作者のことば 岡本雄司さん『でんしゃ すきなのどーれ』
「こどものとも年少版」2021年12月号として刊行された『でんしゃ すきなのどーれ』。色々な電車の顔が並ぶ表紙から想像できるように、全国各地の電車が登場し、親子で楽しめる1冊です。ハードカバー化を記念して、月刊誌の折り込みふろくに掲載された、作者・岡本雄司さんの「作者のことば」を再掲します。
表情豊かな電車たち、選ぶ楽しさ
岡本雄司
息子が3、4歳の頃、毎朝のように「せーの!やろう」と言って、プラレールの図鑑を持ってきました。これは「好きなのどーれ? せーの!」と言って、そのページに載っているプラレールの中で一番好きな電車を指差していくという遊びで、それがこの絵本の原型になっています。思えば私が子どもの時も、電車や恐竜の図鑑でよく友だちと同じようなことをしていました。似たものがたくさん並んでると、その中で一番好きなものを選んで「これがカッコいい」とか「こっちの色が好き」など、つい言いたくなる気持ちってありますよね。友だちと同じものを指差したりすると「やっぱりそうだよね」なんてお互い納得したりしながら、自分の趣味、友だちの好みが分かっていくのが楽しかったです。

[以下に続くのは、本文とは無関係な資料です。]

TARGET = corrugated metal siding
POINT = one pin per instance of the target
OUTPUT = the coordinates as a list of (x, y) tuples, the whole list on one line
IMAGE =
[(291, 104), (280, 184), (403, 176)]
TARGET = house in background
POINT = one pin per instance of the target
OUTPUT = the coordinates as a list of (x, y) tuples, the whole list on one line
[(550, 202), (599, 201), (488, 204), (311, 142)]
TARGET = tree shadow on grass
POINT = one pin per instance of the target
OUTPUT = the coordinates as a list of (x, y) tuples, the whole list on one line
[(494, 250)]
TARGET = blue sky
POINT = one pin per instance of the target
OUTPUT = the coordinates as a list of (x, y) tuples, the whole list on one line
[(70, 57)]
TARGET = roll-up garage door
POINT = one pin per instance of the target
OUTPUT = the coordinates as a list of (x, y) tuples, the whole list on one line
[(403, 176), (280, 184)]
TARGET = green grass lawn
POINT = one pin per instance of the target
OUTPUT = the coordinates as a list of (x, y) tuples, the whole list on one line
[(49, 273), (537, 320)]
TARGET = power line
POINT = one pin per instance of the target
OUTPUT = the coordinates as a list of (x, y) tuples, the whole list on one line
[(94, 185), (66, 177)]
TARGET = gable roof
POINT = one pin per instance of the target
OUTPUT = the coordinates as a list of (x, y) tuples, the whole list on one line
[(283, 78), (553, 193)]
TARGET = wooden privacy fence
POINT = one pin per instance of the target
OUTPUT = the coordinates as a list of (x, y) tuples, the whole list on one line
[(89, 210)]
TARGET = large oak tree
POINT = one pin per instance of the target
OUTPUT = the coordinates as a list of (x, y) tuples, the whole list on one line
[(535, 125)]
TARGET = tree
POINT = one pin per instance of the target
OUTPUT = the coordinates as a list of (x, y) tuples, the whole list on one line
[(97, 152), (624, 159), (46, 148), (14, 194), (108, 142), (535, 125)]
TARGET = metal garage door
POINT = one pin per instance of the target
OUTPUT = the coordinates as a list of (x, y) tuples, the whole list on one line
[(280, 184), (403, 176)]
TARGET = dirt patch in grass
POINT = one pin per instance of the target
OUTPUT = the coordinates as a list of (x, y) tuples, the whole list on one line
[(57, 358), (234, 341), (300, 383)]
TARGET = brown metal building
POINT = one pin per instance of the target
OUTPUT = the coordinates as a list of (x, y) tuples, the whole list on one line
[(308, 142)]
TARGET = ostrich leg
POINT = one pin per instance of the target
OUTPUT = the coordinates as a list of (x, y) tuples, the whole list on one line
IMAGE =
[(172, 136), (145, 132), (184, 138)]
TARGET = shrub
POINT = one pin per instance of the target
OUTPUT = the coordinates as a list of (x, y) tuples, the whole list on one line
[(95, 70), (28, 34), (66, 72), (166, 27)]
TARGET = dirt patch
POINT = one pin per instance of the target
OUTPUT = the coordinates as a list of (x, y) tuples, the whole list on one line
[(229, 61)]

また私は電車の顔、車の顔というのもよく言っていた記憶があります。「あの車怒ってる」「真面目そうな顔してる」など、人間や動物を見る目と同じ感覚で乗り物を見て、乗り物にも性格があるように感じていました。当時の特急電車などは形も色も似たものが多かったのですが、ヘッドマークのデザインが違うだけで、印象が随分違って見えたりしました。今は電車の種類もデザインのバリエーションも増えて、表情がさらに豊かになりましたね。
顔つきや形が好きというだけでなく、旅先で乗ったことがあったり、家の近くを走っていることで好きな電車もあると思いますので、今回の絵本ではなるべく全国各地の電車を描きました。また、ひと昔前に走っていた電車も出てきます。お父さん、お母さんも一緒にページをめくりながら「この電車、旅行した時乗ったね!」「子どもの時、この電車好きだったなー」とみんなで楽しんでくれると嬉しいです。
岡本雄司
神奈川県生まれ。画家、絵本作家。主に木版画や貼り絵の技法を用いて、旅先で見る風景や乗り物をテーマにした作品を発表している。版画本『電車よこぎる街』『地下鉄出口帖』『辻堂駅』『終点まで』(いずれも私家版)、四ツ谷駅全景の版画作品「四ツ谷駅」(JR四ツ谷駅構内展示2007-2011)を制作。絵本に『でんしゃにのったよ』『くるまにのって』『れっしゃが とおります』(「かがくのとも」2017年8月号、以上福音館書店)『いろんなでんしゃ はっしゃしまーす』(アリス館)がある。埼玉県在住。